A third hindrance can be lawyers’ focus on a company’s legal liability instead of on its broader ethical lapses or the problem’s impact on reputation and customers. Protecting the company and minimizing damage to it is “the legalistic approach,” Jennings says. “The ethical approach is very different, and often saves money in the long run if you look at the penalties and consequences.”

Lessons learned

In the GM case, Jennings says she was surprised by the vast scope of people who were aware of the problem and who were willing to accept that it was simply the way GM did things. Even though the company today is very profitable, she finds it hard to say whether the switch crisis has reversed decades of ingrained culture.

"I sometimes read these cases and I say, ‘Wait a minute, I’ve studied this case before,’ and I realize this is a different company but the same situation over again,” she says. “It goes across industries … It’s just an incredible pattern that we keep repeating."

The outcome of the GM case could have been much different if managers had acted when test drivers and employees reported that their Cobalts were suddenly shutting down, Jennings says. The outcome also could have changed if suppliers had refused to help GM evade regulators by providing new switches under the old parts number.

Her GM analysis shows that executives should examine how often they talk about performance and results versus how often they talk about honesty and ethics. Repeatedly emphasizing the importance of ethical behavior sends employees the signal that the company values such behavior. And instead of codes of ethics that run on for pages without defining terms or specifying consequences, Jennings recommends straightforward codes that convey a simple message, such as the classic, “Just don’t hurt anybody.”

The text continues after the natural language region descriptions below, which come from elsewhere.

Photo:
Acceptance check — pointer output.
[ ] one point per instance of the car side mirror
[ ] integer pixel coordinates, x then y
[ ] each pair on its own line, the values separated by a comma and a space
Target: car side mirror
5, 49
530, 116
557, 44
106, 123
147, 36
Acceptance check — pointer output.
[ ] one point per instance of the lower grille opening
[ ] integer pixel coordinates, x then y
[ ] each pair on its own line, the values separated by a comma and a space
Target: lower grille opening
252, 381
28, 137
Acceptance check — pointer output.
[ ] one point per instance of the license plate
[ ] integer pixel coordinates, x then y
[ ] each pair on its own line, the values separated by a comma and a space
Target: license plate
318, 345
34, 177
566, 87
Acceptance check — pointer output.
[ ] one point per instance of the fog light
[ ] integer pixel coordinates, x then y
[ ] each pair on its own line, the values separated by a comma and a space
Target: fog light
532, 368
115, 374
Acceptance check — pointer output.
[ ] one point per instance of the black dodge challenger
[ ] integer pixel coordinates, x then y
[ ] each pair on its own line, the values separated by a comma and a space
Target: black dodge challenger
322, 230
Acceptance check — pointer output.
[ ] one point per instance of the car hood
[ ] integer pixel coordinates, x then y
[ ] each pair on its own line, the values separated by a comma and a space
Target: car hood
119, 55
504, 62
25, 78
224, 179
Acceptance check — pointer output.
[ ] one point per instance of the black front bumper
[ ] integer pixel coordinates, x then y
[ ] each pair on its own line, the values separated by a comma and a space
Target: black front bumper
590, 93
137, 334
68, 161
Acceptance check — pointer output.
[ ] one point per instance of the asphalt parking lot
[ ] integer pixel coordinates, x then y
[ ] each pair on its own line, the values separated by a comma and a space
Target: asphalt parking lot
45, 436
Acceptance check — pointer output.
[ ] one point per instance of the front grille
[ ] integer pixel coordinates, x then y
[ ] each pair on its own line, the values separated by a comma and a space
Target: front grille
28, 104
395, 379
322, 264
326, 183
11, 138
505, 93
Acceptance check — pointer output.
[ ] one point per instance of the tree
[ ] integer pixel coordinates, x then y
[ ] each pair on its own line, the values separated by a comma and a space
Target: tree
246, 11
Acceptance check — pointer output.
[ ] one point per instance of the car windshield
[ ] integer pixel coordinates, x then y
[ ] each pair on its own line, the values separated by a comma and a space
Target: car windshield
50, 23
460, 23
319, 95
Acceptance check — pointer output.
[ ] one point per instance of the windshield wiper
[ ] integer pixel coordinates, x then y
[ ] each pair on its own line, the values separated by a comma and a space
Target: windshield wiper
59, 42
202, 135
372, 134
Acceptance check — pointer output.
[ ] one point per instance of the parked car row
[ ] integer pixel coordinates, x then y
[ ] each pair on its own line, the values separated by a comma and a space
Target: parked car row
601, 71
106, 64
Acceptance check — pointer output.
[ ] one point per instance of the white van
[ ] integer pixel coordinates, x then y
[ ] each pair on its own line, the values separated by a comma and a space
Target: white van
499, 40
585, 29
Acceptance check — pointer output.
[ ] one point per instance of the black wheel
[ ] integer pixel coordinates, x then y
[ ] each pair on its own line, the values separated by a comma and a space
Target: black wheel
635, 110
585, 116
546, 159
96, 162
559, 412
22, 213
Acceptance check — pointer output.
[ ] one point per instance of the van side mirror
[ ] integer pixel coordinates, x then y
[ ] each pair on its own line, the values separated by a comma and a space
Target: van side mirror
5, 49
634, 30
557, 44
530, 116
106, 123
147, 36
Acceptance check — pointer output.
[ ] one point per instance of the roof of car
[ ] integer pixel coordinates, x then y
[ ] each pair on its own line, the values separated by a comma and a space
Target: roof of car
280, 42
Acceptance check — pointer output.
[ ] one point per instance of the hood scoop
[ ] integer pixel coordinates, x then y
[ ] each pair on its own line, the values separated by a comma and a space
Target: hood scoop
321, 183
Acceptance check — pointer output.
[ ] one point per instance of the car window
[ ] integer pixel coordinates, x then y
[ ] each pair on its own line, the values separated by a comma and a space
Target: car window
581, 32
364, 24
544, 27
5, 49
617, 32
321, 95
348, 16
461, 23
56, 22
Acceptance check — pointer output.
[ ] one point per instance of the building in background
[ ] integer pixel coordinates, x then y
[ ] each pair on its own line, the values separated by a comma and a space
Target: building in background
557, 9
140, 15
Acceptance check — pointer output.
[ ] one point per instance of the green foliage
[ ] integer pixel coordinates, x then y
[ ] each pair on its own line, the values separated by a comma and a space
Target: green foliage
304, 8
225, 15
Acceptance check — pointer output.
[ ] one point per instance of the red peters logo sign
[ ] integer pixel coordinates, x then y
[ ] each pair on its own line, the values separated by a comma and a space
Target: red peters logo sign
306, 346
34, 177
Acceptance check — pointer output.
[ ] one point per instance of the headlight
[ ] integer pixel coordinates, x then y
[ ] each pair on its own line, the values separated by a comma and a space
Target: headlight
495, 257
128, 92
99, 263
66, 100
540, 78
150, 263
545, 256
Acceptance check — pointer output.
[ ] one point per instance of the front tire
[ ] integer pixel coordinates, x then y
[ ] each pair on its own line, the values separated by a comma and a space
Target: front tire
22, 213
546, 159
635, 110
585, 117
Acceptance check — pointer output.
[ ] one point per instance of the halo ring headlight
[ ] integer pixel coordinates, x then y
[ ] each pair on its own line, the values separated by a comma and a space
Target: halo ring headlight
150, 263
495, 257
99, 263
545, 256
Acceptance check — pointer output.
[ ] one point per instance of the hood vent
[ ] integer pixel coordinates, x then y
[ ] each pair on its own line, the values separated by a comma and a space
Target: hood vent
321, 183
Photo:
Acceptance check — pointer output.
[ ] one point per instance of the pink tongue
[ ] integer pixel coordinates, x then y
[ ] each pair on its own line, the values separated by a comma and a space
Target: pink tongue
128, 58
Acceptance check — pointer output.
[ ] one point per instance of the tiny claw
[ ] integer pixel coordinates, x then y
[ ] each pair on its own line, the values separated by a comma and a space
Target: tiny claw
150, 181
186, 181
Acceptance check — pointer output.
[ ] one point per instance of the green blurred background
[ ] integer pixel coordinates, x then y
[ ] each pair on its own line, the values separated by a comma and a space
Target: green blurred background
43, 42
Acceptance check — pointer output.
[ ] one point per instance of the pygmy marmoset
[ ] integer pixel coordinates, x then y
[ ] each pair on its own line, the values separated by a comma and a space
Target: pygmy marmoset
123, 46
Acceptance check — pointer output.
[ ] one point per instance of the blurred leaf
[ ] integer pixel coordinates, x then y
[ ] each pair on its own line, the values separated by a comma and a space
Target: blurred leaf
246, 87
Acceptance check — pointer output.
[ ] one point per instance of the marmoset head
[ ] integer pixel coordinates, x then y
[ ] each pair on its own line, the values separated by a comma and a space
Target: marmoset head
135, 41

Problems can’t stay below the radar if top managers are out and about on the front lines, Jennings says. Asking employees about what they are working on can make them less hesitant to bring up problems and can help managers grasp the company’s true culture. Rather than punish employees who call attention to problems, executives need to signal that bad news should percolate up, and any incentives need to reward those who deliver it.

Jennings wants companies and their investors to learn that taking the long-term view can help prevent crises. “What I hope to do is convince them of what happens when people suppress bad news, and certainly this case and many others I’ve studied are the evidence,” Jennings says, “Framing the issue from the quarterly perspective is really going to harm the company in the long run. And that takes some education of the stock market as well.”

The bottom line

No one should think their company is immune from ethical lapses or misguided cultures. “It’s happening everywhere,” Jennings says. “As long as there are humans in a company, it’s possible.”

She has these takeaways for the various stakeholders:

  • For top executives: Get out and walk around, unscheduled and unannounced. Be an “undercover boss” so you can see what’s happening in your company.
  • For employees: When you spot a problem, start thinking through the possible consequences, not just for you, but for the company if the problem isn’t fixed. Put emotions aside and make a business case for fixing the problem.
  • For middle managers: Ask yourself when was the last time someone told you that something couldn’t be done or wasn’t going well? How did you respond? Instead of focusing on how schedules or profits would be affected, sit down and work through the problem. If you hear a competitor is having problems, figure out why everything is supposedly going smoothly at your company.
  • For boards of directors: Realize that you are the most isolated group of stakeholders. If the company’s performance is consistently good, ask why and where the numbers came from. It doesn’t hurt to check hotlines for what employees are saying or for you to also be out and about at unexpected times and places.
  • For consumers and investors: Look for the small stories about what’s happening at a company, because, like the GM case, they can pile up into big ones.